The Trump administration had approved plans by two states to deny coverage to poor people unless they were working, volunteering, or training for a job.
The Justice Department asked the U.S. Supreme Court Monday to cancel an argument in a case testing the government’s ability to approve state programs that impose a work requirement on recipients of Medicaid.
The Trump administration approved plans by two states, Arkansas and New Hampshire, to deny coverage to poor people unless they were working, volunteering, or training for a job. Medicaid recipients in those states sued, arguing that the plans would let states kick people off Medicaid for failing to get jobs that had become scarce during the economic downturn caused by the Covid-19 pandemic.
Lower courts agreed, ruling that the government did not have the authority to approve such programs. The Trump administration appealed, and the case was scheduled for Supreme Court argument on March 29.

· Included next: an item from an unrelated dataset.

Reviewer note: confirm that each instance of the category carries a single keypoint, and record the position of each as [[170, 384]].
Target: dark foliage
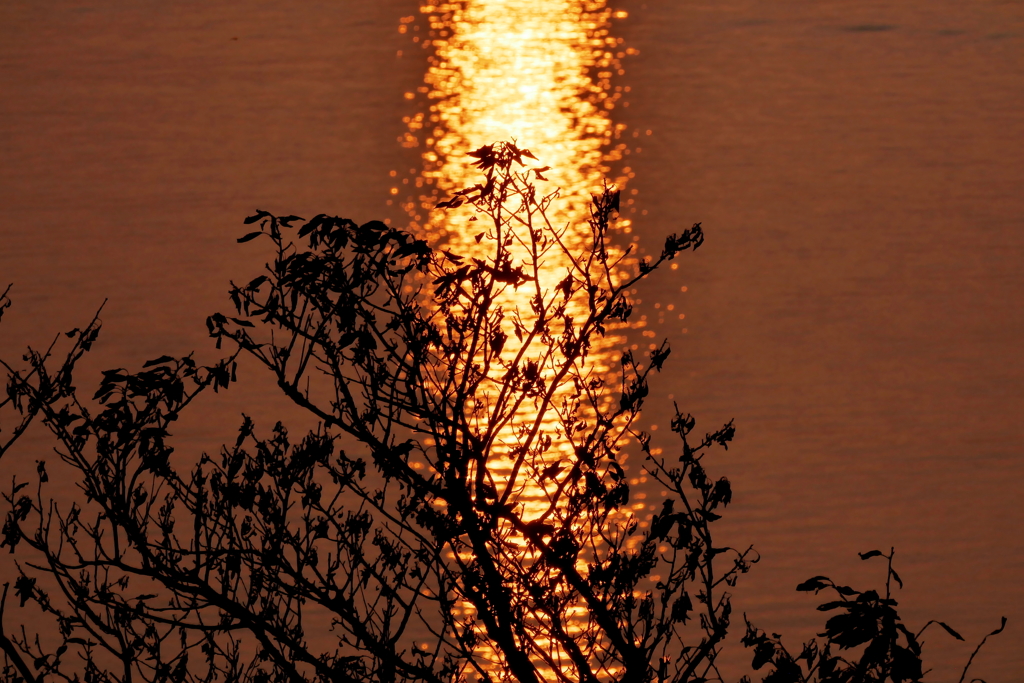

But the Justice Department said the Department of Health and Human Services under President Joe Biden is now reviewing whether it ever had such authority. For that reason, government lawyers said, the court should cancel the argument, vacate the lower court rulings and send the issue back to HHS.
Only Arkansas actually began to drop Medicaid recipients from the rolls for failing to satisfy work requirements. More than 18,000 people lost coverage. But that practice stopped last year with the onset of the pandemic and the adverse court rulings.
A law passed last March further stopped the states from imposing a work restriction. It conditioned a state’s receipt of increased Medicaid funding on maintaining existing Medicaid eligibility rules during the pandemic.